Trespass
CANADA | Thursday, 15 May 2014 | Views [265] | Scholarship Entry
The farmhouse is a relief as I step out of the tree line and into an overgrown field with my family. As I hurry toward it ahead of the others the building is obviously not the salvation we had hoped it might be. The paint has long since worn off, either from time or weather, and the doorway stands empty. Sometimes, looking at pictures online, I can hardly believe that the scenes captured by others could possibly be real. The abandoned farm is one of those images. From a distance it is idyllic, an old house in the background with an overgrown field before it and even a multiple-row plow left to rust in the dirt to one side. Up close it is no less photogenic. The store house must be years abandoned, the broken boards in the single room space left undisturbed save for the new plant life that works to reclaim the area. Anywhere back home the place would be boarded off with “no trespassing” signs, nearly impossible to enter.
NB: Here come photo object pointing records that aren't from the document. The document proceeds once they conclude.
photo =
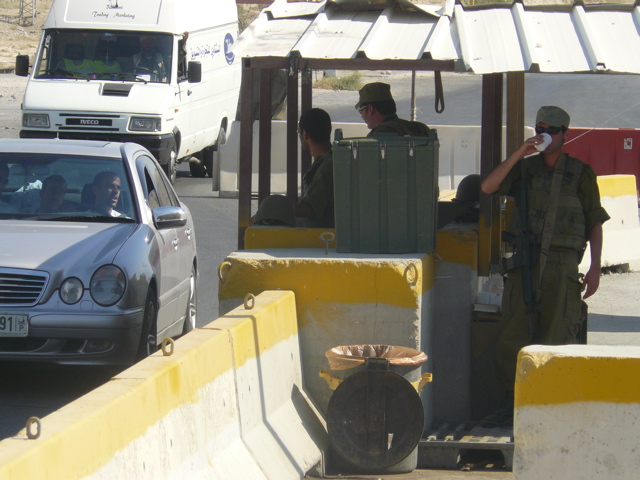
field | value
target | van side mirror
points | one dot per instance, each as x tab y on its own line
22	65
195	72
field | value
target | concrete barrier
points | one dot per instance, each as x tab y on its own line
228	404
576	412
341	299
621	242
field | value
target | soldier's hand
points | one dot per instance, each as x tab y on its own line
591	282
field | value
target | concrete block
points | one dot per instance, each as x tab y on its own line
576	412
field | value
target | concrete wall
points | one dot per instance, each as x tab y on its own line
576	413
621	242
459	154
228	404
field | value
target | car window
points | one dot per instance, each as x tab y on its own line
64	187
158	192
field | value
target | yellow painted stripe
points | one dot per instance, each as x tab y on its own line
348	281
271	321
281	237
458	247
548	379
82	437
617	185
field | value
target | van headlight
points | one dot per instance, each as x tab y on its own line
107	285
145	124
37	120
71	290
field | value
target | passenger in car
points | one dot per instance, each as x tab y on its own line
5	207
106	190
54	188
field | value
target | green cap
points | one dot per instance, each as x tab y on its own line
374	92
554	116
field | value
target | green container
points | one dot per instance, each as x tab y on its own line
386	193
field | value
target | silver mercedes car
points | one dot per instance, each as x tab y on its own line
98	259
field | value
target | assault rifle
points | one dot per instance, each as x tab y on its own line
525	256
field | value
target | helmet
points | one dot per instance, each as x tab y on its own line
276	210
468	189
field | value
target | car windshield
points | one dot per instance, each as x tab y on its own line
52	187
105	55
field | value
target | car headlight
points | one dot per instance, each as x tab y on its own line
107	285
145	124
71	290
37	120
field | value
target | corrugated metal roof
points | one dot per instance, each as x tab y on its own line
533	36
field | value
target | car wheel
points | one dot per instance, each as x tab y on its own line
190	316
171	168
196	166
148	343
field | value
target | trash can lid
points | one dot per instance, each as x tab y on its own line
375	419
350	356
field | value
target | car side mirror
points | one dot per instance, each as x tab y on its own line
22	65
195	72
169	217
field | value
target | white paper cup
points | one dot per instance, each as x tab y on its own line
545	143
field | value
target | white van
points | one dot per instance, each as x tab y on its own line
156	72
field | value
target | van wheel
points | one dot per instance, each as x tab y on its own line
212	160
171	167
148	341
196	165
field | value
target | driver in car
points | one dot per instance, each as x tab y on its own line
106	189
150	60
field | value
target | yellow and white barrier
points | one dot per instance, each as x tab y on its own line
227	404
341	299
576	413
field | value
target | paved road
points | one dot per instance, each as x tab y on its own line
615	310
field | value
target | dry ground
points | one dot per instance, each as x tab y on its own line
18	37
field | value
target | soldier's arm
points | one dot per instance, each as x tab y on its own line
591	280
492	182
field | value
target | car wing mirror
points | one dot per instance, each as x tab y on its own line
169	217
22	65
195	72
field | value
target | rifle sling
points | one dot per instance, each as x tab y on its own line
550	217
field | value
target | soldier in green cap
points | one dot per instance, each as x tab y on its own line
378	110
563	215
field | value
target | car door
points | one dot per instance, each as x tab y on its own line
185	247
168	270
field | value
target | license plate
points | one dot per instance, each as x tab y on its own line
89	122
13	325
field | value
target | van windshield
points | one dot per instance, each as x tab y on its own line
105	55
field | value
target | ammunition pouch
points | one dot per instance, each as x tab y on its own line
522	255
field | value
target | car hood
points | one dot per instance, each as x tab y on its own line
52	246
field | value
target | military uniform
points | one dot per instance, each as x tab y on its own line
578	210
393	124
317	191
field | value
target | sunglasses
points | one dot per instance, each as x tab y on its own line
549	130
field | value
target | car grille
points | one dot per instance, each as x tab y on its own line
21	288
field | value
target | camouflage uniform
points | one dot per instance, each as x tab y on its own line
560	287
317	191
393	124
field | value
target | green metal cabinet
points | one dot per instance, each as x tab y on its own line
386	193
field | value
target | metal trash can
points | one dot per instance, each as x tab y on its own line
375	417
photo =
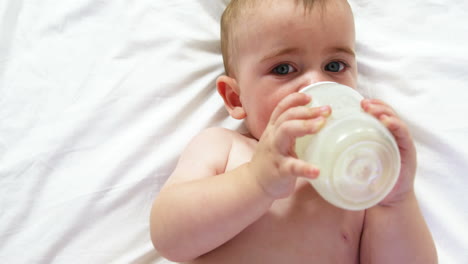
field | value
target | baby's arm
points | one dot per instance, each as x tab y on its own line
195	213
201	206
395	231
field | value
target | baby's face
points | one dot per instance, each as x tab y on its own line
281	49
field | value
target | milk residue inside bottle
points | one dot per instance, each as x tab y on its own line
358	157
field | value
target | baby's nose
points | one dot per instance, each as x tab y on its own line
314	77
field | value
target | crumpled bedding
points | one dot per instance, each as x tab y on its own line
98	99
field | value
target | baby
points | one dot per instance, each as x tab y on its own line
236	198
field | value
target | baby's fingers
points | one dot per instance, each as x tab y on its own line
288	131
292	100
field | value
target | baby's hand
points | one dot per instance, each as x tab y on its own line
405	183
275	164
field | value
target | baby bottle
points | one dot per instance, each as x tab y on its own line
358	157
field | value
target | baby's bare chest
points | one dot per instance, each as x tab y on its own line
302	228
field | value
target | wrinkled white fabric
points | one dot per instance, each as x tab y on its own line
98	99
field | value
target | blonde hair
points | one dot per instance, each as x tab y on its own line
233	13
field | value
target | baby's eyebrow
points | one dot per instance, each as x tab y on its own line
347	50
279	52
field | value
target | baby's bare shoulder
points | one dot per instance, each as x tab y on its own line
206	155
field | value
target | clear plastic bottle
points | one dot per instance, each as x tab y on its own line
358	157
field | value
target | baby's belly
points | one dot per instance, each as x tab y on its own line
300	229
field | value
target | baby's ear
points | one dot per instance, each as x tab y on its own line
229	91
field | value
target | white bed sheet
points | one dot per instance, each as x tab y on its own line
98	98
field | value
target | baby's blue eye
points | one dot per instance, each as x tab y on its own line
335	66
283	69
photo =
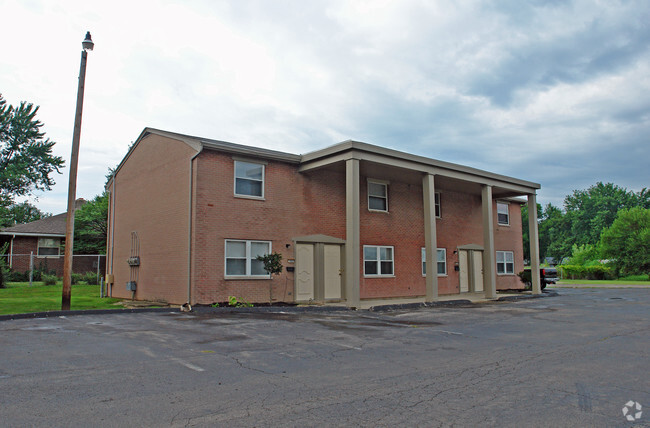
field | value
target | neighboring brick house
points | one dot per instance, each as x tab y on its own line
188	215
41	242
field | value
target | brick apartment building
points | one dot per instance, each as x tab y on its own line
188	216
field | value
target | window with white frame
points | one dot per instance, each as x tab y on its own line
505	262
377	196
442	262
249	179
241	258
378	261
49	246
503	217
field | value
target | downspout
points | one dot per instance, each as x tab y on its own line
189	233
11	252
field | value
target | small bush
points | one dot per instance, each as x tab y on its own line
49	279
598	272
15	276
90	278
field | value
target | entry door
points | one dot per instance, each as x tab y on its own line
464	271
332	271
304	272
478	270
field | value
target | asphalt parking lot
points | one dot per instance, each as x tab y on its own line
571	360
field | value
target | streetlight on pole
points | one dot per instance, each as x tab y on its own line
87	45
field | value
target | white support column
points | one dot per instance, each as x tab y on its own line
352	233
430	238
489	263
534	243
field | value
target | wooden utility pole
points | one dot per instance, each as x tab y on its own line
87	45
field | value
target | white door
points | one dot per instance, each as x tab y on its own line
304	272
332	267
464	271
478	270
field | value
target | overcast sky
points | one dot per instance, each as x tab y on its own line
555	92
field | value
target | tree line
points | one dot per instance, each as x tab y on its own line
604	224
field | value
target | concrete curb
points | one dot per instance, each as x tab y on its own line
268	309
54	314
545	293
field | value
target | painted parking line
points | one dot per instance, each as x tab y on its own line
188	365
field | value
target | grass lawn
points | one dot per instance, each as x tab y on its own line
20	298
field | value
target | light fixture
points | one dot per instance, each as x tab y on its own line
88	44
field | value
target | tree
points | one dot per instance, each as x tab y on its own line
26	160
20	214
90	226
627	241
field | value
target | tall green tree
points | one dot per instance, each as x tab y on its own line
627	241
592	210
91	225
26	159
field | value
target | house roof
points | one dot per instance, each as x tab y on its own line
52	226
381	156
49	226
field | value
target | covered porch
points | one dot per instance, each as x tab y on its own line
356	159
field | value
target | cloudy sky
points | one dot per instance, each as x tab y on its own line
555	92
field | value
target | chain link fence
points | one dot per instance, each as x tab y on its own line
31	267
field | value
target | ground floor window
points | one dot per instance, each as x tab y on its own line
378	261
241	258
49	246
442	261
505	262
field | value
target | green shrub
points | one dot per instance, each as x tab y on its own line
598	272
49	279
90	278
15	276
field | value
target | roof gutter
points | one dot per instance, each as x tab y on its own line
190	225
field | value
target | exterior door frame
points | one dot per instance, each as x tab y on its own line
473	251
319	242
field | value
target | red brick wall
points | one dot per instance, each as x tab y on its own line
152	198
297	204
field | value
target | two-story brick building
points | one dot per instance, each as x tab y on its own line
188	216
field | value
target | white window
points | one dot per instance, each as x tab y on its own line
377	261
249	179
442	262
502	214
505	262
241	258
377	196
49	246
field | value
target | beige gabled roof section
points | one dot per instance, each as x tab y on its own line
338	153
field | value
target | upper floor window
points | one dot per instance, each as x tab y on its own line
377	196
378	261
505	262
241	258
48	246
502	214
249	179
442	262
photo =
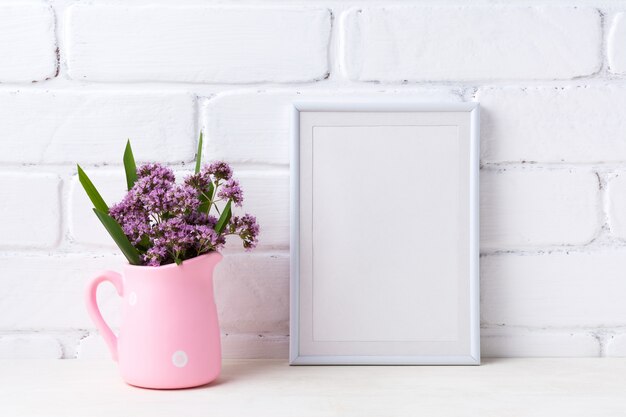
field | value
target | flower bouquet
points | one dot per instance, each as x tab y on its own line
171	234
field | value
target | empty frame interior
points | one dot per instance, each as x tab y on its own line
385	223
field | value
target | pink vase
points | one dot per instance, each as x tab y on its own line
169	335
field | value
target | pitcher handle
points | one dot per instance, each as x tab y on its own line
92	306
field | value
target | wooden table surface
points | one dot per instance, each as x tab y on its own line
594	387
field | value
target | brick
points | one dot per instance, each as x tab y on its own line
471	43
616	45
29	346
525	208
617	205
553	124
30	210
212	44
93	347
503	342
255	127
28	44
566	289
48	291
92	127
252	293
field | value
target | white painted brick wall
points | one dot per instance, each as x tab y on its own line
471	43
529	208
91	126
553	97
228	45
554	289
553	124
255	127
24	223
617	205
617	45
27	43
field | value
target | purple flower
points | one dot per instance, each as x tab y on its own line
169	222
232	190
220	170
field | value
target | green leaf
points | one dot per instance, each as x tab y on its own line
199	154
224	218
116	232
92	193
205	205
130	166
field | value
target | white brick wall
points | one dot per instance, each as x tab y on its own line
68	126
471	43
27	43
24	223
530	208
575	123
551	80
228	45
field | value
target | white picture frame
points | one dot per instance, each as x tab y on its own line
384	233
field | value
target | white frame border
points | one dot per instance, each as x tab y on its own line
385	105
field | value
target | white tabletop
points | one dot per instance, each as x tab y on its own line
498	388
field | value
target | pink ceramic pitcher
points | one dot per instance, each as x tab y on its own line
169	335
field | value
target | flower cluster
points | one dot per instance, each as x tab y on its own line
169	222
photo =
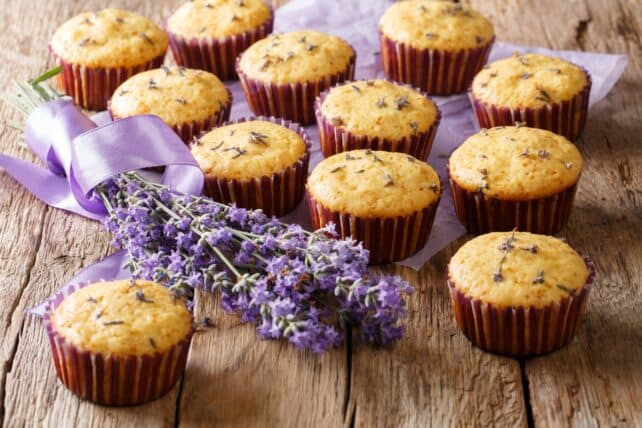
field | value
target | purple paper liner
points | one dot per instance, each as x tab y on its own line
276	194
482	214
217	56
292	101
438	72
520	331
188	130
387	239
110	379
92	87
566	118
335	139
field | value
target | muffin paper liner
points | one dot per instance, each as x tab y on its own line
438	72
217	56
520	331
189	130
387	239
113	380
292	101
482	214
566	118
92	87
277	194
336	139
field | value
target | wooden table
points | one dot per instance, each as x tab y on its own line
434	376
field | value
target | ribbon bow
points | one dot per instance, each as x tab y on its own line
80	155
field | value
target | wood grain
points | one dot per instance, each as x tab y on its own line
434	377
597	379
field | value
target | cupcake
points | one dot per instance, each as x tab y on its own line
386	200
188	101
210	34
255	163
437	46
514	177
377	115
119	343
536	90
518	293
283	73
99	51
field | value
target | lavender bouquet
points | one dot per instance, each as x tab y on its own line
303	286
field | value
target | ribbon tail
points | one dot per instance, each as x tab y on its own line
50	188
108	269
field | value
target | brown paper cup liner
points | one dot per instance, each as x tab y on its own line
482	214
292	101
277	194
114	380
217	56
189	130
520	331
92	87
387	239
335	139
438	72
566	118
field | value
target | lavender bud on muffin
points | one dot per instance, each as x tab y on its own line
377	115
284	73
514	177
534	90
119	343
437	46
189	101
519	293
211	34
386	200
100	50
257	163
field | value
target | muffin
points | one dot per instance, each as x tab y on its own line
188	101
514	177
284	73
119	343
210	34
536	90
99	51
377	115
386	200
519	293
437	46
255	163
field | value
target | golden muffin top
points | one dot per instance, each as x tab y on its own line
378	108
109	38
297	56
122	318
218	18
368	184
175	94
516	163
440	25
529	80
248	150
511	269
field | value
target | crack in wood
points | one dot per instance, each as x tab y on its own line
8	365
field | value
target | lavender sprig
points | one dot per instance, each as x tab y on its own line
293	284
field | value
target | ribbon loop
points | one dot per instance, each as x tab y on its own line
79	156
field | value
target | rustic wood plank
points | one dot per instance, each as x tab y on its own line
235	379
43	248
433	377
597	379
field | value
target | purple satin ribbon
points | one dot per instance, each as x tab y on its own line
80	155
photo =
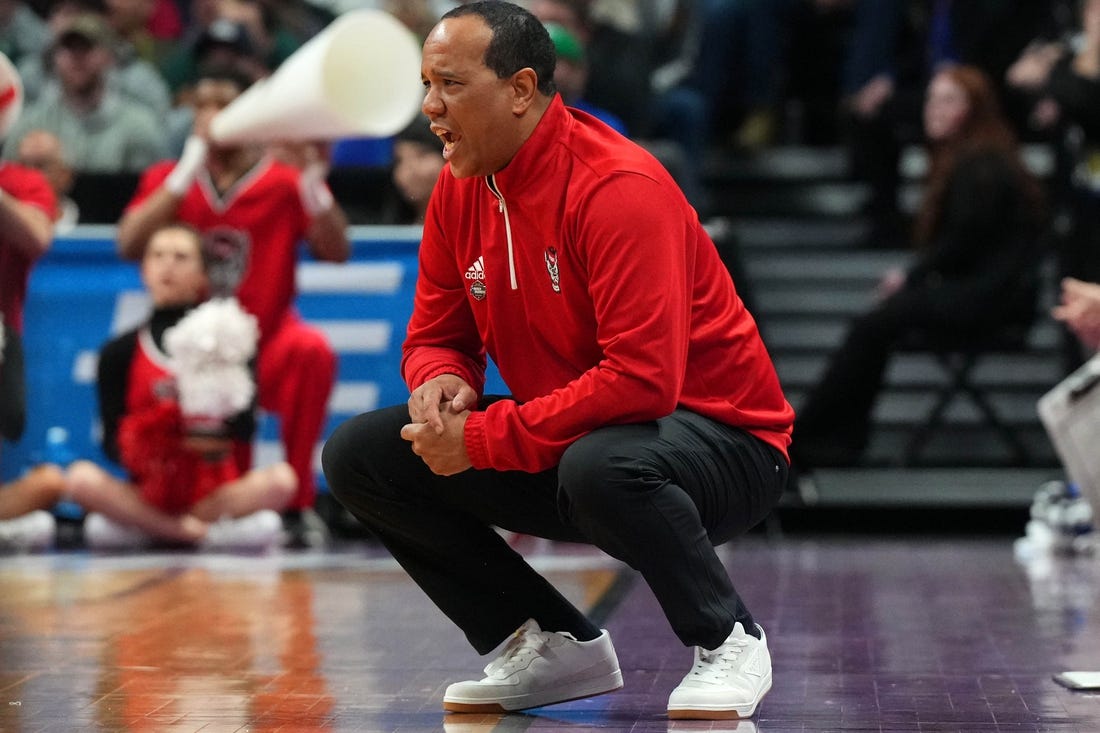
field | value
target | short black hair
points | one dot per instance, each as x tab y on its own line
519	41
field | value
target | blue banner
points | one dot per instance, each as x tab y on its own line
81	294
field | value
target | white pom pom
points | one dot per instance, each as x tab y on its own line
210	348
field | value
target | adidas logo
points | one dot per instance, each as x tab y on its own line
755	665
476	271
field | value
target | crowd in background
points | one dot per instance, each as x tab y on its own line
110	88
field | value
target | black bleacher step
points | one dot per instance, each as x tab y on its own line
821	199
910	408
843	298
1009	372
924	487
959	446
799	232
782	163
801	332
822	267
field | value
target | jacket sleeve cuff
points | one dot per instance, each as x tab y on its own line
474	436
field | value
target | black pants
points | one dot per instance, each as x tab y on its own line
656	495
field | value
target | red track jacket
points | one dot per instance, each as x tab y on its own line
587	277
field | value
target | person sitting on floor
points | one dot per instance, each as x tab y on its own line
185	487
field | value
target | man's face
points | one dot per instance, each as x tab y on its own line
470	108
80	64
172	267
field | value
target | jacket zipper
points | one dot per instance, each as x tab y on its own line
503	208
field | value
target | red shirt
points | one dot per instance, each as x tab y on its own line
587	277
28	186
265	208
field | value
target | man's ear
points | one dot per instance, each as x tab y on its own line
525	89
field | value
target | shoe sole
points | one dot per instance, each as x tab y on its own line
609	682
719	713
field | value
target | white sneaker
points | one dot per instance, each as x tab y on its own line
726	682
260	531
539	668
100	533
33	531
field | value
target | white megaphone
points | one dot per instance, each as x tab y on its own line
11	95
358	77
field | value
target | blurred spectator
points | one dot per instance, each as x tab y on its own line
180	487
418	160
223	42
1079	309
246	29
276	208
130	20
1060	78
571	74
22	32
42	150
976	274
892	51
26	209
648	95
102	130
131	76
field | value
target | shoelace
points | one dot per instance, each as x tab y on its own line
524	644
717	664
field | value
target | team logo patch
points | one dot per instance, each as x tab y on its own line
551	258
475	273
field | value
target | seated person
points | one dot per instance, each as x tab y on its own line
25	522
179	484
418	160
976	273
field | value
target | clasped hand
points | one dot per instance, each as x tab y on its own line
438	411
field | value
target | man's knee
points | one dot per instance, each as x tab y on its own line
358	451
311	350
596	470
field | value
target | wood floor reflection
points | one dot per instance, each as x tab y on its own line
868	634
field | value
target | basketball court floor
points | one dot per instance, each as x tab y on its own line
867	633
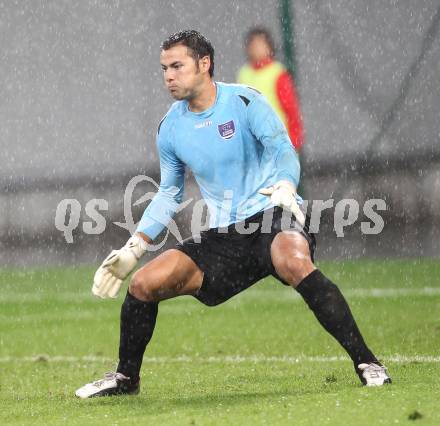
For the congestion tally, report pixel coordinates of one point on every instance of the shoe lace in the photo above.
(111, 375)
(374, 370)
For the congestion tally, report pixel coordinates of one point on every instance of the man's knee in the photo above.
(291, 257)
(294, 269)
(142, 287)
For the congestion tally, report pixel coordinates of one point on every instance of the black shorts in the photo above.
(233, 261)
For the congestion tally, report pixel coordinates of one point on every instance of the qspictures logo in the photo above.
(346, 212)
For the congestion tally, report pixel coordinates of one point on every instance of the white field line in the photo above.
(231, 359)
(83, 296)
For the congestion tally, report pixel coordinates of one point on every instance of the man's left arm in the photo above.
(270, 131)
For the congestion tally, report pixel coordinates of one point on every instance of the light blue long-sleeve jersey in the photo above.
(234, 148)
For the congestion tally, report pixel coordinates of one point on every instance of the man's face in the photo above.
(258, 49)
(181, 75)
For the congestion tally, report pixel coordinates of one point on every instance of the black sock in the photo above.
(332, 311)
(137, 324)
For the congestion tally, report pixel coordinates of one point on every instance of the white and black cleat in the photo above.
(373, 374)
(111, 384)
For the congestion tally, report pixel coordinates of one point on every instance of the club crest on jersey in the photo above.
(227, 130)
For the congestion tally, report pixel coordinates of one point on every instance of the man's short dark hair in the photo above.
(260, 32)
(198, 45)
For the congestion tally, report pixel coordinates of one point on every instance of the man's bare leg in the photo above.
(292, 261)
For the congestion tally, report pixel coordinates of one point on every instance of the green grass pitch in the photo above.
(260, 358)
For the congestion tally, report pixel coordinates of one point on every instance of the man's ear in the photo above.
(204, 63)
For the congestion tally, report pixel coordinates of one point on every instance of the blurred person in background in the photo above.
(272, 79)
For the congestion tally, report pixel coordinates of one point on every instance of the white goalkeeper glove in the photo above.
(116, 267)
(283, 194)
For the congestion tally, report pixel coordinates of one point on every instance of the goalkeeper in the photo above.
(235, 144)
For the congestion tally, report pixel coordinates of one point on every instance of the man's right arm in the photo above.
(165, 203)
(118, 265)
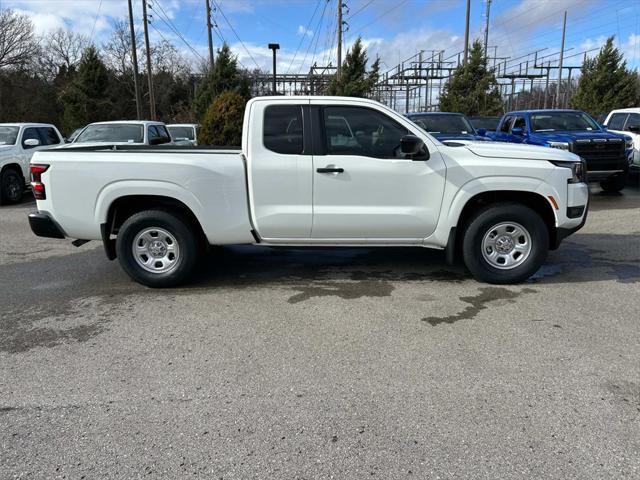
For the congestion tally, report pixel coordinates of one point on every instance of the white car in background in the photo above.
(18, 142)
(627, 122)
(184, 131)
(130, 132)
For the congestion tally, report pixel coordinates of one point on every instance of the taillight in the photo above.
(36, 181)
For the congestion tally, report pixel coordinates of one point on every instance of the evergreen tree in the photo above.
(222, 123)
(606, 83)
(472, 89)
(354, 81)
(224, 76)
(86, 100)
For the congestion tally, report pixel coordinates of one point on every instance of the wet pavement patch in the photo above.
(348, 290)
(79, 321)
(478, 302)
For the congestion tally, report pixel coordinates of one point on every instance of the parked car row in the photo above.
(610, 150)
(18, 142)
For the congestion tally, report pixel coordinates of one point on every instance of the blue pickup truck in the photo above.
(606, 153)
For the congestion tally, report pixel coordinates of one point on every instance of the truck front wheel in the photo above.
(157, 249)
(505, 243)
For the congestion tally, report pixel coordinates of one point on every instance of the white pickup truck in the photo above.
(18, 143)
(314, 171)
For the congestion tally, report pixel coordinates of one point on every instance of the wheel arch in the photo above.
(125, 206)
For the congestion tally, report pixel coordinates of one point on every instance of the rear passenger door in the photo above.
(365, 189)
(280, 169)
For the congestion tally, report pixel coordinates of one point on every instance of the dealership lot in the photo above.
(322, 363)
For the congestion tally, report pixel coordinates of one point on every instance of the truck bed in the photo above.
(211, 181)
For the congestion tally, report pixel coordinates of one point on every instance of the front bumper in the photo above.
(44, 226)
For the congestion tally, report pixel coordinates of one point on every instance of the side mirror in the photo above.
(411, 145)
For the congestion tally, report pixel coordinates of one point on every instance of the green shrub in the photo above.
(222, 122)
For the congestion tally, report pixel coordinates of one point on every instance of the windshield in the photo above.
(441, 123)
(181, 132)
(112, 133)
(563, 122)
(488, 123)
(8, 135)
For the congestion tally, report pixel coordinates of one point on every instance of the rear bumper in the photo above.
(44, 226)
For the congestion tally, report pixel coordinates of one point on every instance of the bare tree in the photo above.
(117, 50)
(63, 48)
(18, 44)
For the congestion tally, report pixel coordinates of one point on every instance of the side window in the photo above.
(633, 120)
(282, 132)
(616, 122)
(519, 123)
(28, 134)
(506, 125)
(49, 136)
(362, 131)
(158, 134)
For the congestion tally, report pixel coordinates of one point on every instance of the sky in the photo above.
(392, 29)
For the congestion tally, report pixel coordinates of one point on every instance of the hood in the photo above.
(458, 136)
(571, 136)
(520, 151)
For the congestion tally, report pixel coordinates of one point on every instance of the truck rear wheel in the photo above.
(505, 243)
(11, 187)
(157, 249)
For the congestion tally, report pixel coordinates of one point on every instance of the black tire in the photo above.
(615, 184)
(189, 248)
(482, 223)
(11, 187)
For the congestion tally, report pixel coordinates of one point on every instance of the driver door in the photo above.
(364, 188)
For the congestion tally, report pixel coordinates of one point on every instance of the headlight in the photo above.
(578, 170)
(559, 145)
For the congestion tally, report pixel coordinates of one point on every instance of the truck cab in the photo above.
(606, 153)
(18, 143)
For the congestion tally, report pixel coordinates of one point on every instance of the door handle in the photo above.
(330, 170)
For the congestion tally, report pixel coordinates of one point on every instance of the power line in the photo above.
(360, 9)
(396, 6)
(95, 21)
(314, 35)
(304, 35)
(167, 21)
(236, 34)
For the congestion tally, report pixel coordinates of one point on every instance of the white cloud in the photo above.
(303, 31)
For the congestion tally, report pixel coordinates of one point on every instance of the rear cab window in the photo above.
(283, 129)
(505, 127)
(616, 122)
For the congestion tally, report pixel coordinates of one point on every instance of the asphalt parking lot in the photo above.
(352, 363)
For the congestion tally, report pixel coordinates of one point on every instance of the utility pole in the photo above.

Here it’s all just another part of the landscape.
There is no phone inside, a feeble hope but the farm has at least given us something better than the old woodcutter’s trail we had been following in the woods. A road stretches out in both directions in front of the ruined building, the only thing left to do is to pick a direction and continue on our way. There is no way of knowing which will take us closer to help and which farther away. In the end we leave it to chance.
Getting lost in the great northern woods of Canada had not been part of the plan when we had struck out for a short hike now hours past. Finding an abandoned farm hadn't been part of that plan either, but seeing it for the first time is an image that I will not forget. Walking down the road, spirits renewed with a real road underfoot even if only of packed dirt, we come across a chain strung across our path with a sign hung on it warning off trespassers. We step around it unsure if we dodged a bullet, or how accurate that turn of phrase is applied to our situation. There is no rust on the sign.